This page describes an illustrative run of genetic programming in which the
goal is to automatically create a computer program whose output is equal to the
values of the quadratic polynomial *x*^{2}+*x*+1 in the range from –1 to +1. That is,
the goal is to automatically create a computer program that matches certain
numerical data. This process is sometimes called *system identification*
or *symbolic regression*.

We begin with the five preparatory steps for the problem and then proceed to the executional steps of the run of genetic programming.

The purpose of the first two preparatory steps is to specify the ingredients of the to-be-evolved program.

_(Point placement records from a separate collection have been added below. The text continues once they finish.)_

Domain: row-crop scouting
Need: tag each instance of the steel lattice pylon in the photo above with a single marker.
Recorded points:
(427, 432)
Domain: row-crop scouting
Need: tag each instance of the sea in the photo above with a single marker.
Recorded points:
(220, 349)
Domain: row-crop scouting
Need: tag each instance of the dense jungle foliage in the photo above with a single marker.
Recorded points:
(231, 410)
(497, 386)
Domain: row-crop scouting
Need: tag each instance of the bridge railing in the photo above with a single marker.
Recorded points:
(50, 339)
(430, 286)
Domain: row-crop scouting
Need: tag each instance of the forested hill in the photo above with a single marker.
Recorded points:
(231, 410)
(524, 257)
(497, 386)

Because the problem is to find a mathematical function of one independent
variable, the terminal set (inputs to the to-be-evolved program) includes the
independent variable, *x*. The terminal set also includes numerical
constants. That is, the terminal set, T, is

T_{
}= {X, Â},

where Â denotes constant numerical terminals in some reasonable range (say from –5.0 to +5.0).

The preceding statement of the problem is somewhat flexible in that it does not specify what functions may be employed in the to-be-evolved program. One possible choice for the function set consists of the four ordinary arithmetic functions of addition, subtraction, multiplication, and protected division. This choice is reasonable because mathematical expressions typically include these functions. Thus, the function set, F, for this problem is

F_{
}= {+, -, *,
%}.

The two-argument +, -, *, and % functions add, subtract, multiply, and divide, respectively. The protected division function % returns a value of 1 when division by 0 is attempted (including 0 divided by 0), but otherwise returns the quotient of its two arguments.

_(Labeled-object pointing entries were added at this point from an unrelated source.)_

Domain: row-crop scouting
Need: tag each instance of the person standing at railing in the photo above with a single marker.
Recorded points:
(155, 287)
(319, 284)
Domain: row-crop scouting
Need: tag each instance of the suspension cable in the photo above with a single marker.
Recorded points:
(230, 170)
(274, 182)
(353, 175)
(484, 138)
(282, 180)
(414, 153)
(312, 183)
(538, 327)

Each individual in the population is a composition of functions from the specified function set and terminals from the specified terminal set.

The third preparatory step involves constructing the fitness measure. The
purpose of the fitness measure is to specify what the human wants. The
high-level goal of this problem is to find a program whose output is equal to
the values of the quadratic polynomial *x*^{2}+*x*+1. Therefore, the fitness assigned to
a particular individual in the population for this problem must reflect how
closely the output of an individual program comes to the target polynomial *x*^{2}+*x*+1. The fitness measure could be defined as the value of the
integral (taken over values of the independent variable *x* between –1.0
and +1.0) of the absolute value of the differences (errors) between the value
of the individual mathematical expression and the target quadratic polynomial *x*^{2}+*x*+1. A smaller value of fitness (error) is better. A fitness
(error) of zero would indicate a perfect fit.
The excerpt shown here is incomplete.